Des Tutsi accusent la CVR de se soucier des victimes Hutu seulement

Des Tutsi accusent la CVR de se soucier des victimes Hutu seulement

Au moment où les travaux d’exhumation des restes des corps de victimes par la CVR (Commission Vérité et Réconciliation) continuent sur tout le territoire burundais, des membres de l’ethnie Tutsi accusent la commission d’ignorer les victimes Tutsi. (SOS Médias Burundi)

Témoignages*:

*Lorsque la crise de 1993 a éclaté, plusieurs personnes de l’ethnie Tutsi dont mes proches et voisins ont été rassemblées au centre de négoce de Masango situé sur la colline de Kibasi de la commune de Bugendana dans la province de Gitega (Centre du Burundi).

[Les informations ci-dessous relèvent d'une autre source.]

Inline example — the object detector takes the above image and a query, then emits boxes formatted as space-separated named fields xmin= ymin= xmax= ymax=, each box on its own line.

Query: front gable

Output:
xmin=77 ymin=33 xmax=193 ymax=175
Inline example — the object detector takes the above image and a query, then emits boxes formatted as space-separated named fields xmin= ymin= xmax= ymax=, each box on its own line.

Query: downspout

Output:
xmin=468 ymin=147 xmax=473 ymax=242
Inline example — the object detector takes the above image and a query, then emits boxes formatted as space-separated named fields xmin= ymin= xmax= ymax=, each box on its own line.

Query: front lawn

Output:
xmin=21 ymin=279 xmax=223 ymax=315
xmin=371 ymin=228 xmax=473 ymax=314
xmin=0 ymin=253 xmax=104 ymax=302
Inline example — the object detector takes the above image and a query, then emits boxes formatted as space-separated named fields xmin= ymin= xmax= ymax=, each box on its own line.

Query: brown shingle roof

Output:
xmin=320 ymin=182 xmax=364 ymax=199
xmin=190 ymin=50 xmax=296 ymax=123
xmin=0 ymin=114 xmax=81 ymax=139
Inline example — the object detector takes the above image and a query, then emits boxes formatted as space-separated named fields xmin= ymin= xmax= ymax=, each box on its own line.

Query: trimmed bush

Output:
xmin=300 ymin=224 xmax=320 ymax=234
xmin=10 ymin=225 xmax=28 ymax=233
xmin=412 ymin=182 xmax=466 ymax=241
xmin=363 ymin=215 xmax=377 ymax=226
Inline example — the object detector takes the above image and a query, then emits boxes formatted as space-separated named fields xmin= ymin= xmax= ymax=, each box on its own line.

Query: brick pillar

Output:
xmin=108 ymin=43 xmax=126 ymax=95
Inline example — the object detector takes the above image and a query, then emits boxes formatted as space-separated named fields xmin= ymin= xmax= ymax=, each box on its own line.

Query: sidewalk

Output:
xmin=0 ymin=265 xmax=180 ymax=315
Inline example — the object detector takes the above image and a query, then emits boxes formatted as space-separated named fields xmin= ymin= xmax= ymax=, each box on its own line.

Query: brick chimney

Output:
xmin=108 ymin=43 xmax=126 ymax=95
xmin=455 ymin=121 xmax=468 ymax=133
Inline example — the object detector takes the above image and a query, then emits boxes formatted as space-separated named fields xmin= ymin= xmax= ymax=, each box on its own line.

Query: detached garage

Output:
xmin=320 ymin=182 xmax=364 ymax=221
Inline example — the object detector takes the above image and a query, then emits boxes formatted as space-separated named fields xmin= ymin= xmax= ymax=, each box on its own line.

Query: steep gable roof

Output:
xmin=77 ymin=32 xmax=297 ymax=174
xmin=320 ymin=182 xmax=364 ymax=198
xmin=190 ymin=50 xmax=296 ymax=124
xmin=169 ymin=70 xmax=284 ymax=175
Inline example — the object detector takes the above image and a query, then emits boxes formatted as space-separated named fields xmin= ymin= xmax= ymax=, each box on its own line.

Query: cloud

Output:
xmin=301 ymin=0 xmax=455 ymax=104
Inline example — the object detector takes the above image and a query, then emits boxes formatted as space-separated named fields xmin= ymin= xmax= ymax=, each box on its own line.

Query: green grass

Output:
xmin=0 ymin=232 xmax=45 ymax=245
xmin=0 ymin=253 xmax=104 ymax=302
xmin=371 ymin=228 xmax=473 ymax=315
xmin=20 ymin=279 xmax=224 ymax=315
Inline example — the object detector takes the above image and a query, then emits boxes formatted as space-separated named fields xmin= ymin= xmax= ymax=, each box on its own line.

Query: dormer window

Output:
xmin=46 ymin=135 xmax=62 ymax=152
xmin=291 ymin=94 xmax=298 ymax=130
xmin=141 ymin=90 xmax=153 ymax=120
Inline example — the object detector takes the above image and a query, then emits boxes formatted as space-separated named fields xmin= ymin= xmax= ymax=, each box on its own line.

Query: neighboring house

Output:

Elles ont été tuées et jetées dans une fosse commune. Lors des dépositions des témoignages à la CVR, j’ai signalé le cas. Jusqu’à présent, aucun commissaire ou agent de la CVR n’est venu récolter d’autres témoignages. Toutefois, la commission enchaîne découverte sur découverte de fosses communes où ont été enterrés des Hutu. À l’approche des prochaines élections, je pressens qu’il s’agit d’une propagande pour le parti au pouvoir, le CNDD-FDD, à majorité Hutu, a confié à SOS Médias Burundi un rescapé des massacres de Bugendana de 1996. Pour rappel, une attaque attribuée aux rebelles du CNDD-FDD avait fait 648 morts dans le camp des déplacés de Bugendana le matin du 21 juillet 1996.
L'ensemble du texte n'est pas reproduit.